Or if you prefer the extension method query syntax

var q = contacts.GroupBy(c => c.State);

The result from a LINQ grouping operation is an enumerable sequence of groups (themselves sequences), with each group having a distinct key value. The key value is determined by the “key selection” expression, which is an expression that equates the key value for each element (c.State in the previous example). All source elements that equate to an equal key value using the key selection expression will be partitioned into the same group.

The GroupBy extension method operator has many overloads; the simplest has just a single key selection argument. The remaining overloads of this operator allow specific control of how element equality is evaluated, the select projection to use for the resulting groups, and what select projection is used for generating each element in any resulting group.

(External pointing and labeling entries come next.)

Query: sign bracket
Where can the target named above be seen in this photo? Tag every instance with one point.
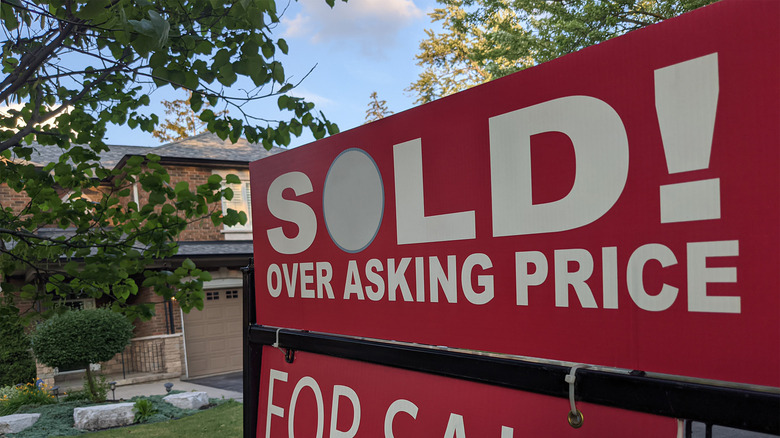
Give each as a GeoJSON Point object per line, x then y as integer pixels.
{"type": "Point", "coordinates": [749, 409]}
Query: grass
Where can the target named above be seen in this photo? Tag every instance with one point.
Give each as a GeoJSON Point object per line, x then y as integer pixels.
{"type": "Point", "coordinates": [223, 421]}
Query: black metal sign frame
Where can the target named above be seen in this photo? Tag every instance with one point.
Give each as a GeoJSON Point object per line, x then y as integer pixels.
{"type": "Point", "coordinates": [713, 404]}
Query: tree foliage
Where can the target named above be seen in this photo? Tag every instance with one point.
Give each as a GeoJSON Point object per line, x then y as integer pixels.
{"type": "Point", "coordinates": [77, 338]}
{"type": "Point", "coordinates": [377, 108]}
{"type": "Point", "coordinates": [16, 362]}
{"type": "Point", "coordinates": [488, 39]}
{"type": "Point", "coordinates": [447, 57]}
{"type": "Point", "coordinates": [181, 121]}
{"type": "Point", "coordinates": [73, 68]}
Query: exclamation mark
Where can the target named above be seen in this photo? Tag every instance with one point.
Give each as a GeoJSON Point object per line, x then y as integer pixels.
{"type": "Point", "coordinates": [686, 101]}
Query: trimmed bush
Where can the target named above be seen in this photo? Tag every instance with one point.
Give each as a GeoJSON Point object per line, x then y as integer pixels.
{"type": "Point", "coordinates": [78, 338]}
{"type": "Point", "coordinates": [16, 362]}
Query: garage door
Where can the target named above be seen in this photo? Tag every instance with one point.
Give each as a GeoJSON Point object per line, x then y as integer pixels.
{"type": "Point", "coordinates": [213, 335]}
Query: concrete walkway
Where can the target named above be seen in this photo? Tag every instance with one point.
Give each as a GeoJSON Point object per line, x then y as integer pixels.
{"type": "Point", "coordinates": [129, 391]}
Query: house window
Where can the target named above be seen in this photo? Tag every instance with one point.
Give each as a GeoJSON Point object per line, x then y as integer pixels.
{"type": "Point", "coordinates": [241, 202]}
{"type": "Point", "coordinates": [77, 303]}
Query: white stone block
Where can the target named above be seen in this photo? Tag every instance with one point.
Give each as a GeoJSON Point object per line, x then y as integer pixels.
{"type": "Point", "coordinates": [103, 416]}
{"type": "Point", "coordinates": [188, 400]}
{"type": "Point", "coordinates": [17, 422]}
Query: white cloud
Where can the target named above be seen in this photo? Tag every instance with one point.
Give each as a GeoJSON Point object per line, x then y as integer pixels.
{"type": "Point", "coordinates": [320, 101]}
{"type": "Point", "coordinates": [367, 23]}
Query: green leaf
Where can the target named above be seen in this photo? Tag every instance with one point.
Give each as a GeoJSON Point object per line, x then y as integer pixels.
{"type": "Point", "coordinates": [283, 45]}
{"type": "Point", "coordinates": [188, 264]}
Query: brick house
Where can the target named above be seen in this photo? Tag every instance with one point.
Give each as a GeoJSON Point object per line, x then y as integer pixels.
{"type": "Point", "coordinates": [172, 343]}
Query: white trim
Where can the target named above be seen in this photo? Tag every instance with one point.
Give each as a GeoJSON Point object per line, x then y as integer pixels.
{"type": "Point", "coordinates": [222, 283]}
{"type": "Point", "coordinates": [145, 338]}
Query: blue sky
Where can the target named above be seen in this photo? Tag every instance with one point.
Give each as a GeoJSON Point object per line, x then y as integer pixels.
{"type": "Point", "coordinates": [355, 48]}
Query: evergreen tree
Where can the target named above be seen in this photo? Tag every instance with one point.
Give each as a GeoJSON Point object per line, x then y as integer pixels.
{"type": "Point", "coordinates": [377, 109]}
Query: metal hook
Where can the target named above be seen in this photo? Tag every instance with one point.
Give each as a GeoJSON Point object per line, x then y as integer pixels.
{"type": "Point", "coordinates": [574, 417]}
{"type": "Point", "coordinates": [289, 353]}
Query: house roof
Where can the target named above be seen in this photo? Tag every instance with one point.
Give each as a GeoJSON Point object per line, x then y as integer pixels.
{"type": "Point", "coordinates": [203, 147]}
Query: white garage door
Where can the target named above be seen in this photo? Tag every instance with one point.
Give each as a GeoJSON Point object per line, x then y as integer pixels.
{"type": "Point", "coordinates": [213, 335]}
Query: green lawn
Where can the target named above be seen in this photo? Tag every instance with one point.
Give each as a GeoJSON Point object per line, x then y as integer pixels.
{"type": "Point", "coordinates": [223, 421]}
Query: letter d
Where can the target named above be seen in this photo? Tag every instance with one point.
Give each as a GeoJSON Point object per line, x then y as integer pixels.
{"type": "Point", "coordinates": [601, 154]}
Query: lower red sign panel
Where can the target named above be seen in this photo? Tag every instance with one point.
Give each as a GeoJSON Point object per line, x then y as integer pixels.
{"type": "Point", "coordinates": [321, 396]}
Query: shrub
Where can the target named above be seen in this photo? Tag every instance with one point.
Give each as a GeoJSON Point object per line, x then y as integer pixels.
{"type": "Point", "coordinates": [16, 362]}
{"type": "Point", "coordinates": [7, 392]}
{"type": "Point", "coordinates": [29, 394]}
{"type": "Point", "coordinates": [77, 395]}
{"type": "Point", "coordinates": [78, 338]}
{"type": "Point", "coordinates": [144, 409]}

The following GroupBy extension method signature shows all of the possible arguments:

public static IEnumerable<TResult>
GroupBy<TSource, TKey, TElement, TResult>
(
this IEnumerable<TSource> source,
Func<TSource, TKey> keySelector,
Func<TSource, TElement>
elementSelector,
Func<TKey, IEnumerable<TElement>, TResult>
resultSelector,
IEqualityComparer<TKey> compare
)

Independent from how the GroupBy projects the results, the resulting sequence exposes groups that have a common Key property value. The members of these groupings can themselves be enumerated to obtain the individual group elements.

Result Sequence Ordering

The key order by default is the order each key value first appears in the source collection. If you want an alternative key order, sort the source collection first using the normal ordering operators.


1. Working with Groups

The return collection from a GroupBy or group x by y query is

IEnumerable<IGrouping<TKey, TElement>>

IGrouping interface inherits from IEnumerable<TElement> (making itself enumerable) and exposes a Key property that indicates the unique result that formed this grouping. This interface has the following form:

public interface IGrouping<TKey, TElmt> : IEnumerable<TElmt>
{
TKey Key { get; }
}

LINQ to Objects returns by default an internal concrete class implementation of IGrouping<Tkey, TElement>, called Grouping. It is exposed via the IGrouping interface through the extension method signatures so that Microsoft can develop this over time. The only property you should rely on is the Key property. Most methods on the underlying Grouping collection type throw a NotSupportedException and should be avoided.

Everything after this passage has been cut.